Ocular muscle proprioception and visual localization of targets in man.

G M Gauthier1, D Nommay, J L Vercher.   

Abstract

Passive deviation of one eye through 18 degrees, 30 degrees and 42 degrees, achieved by force applied to a sucked-on contact lens, caused the direction of visual targets seen by the other eye to be misjudged in the direction of the passive movement by an amount roughly one-sixth of the angle of passive deviation. The result was the same when the perceived direction was indicated by hand, as when the instant at which a moving target seemed straight ahead was signalled. This result is interpreted by considering that muscular efferents were identical in normal and eye-deviated subjects. The main difference between the two target localization conditions results from the proprioceptor output of the deviated eye. Our data demonstrate that the assessment of the direction of a target seen by an eye that is free to move depends in part on information received by the brain from proprioceptors in the orbit (in our case the contralateral orbit). It would be surprising if the ipsilateral orbit did not contribute as much or more.
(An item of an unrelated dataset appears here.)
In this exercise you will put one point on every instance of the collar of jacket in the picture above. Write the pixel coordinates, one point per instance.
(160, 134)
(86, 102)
We therefore consider that this constitutes clear evidence against the pure outflow theory of visual direction judgement (Helmholz, 1867), additional to that provided by the all-or-nothing situation of complete versus incomplete oculomotor paralysis. Two models have previously been proposed to describe the function of the visual localization mechanism. Both assume that the necessary information is derived from the coding of the position of the eye in the orbit, either through a copy of the muscular activation or through eye muscle proprioception. We propose an alternative model in which both afferent and efferent signals from all actively contracted or stretched muscles provide the necessary information to the CNS. The data gathered so far from normal subjects made strabismic with a suction lens, and from a fair proportion of strabismic patients, support our model describing the mechanism of localization of a single punctate target in darkness.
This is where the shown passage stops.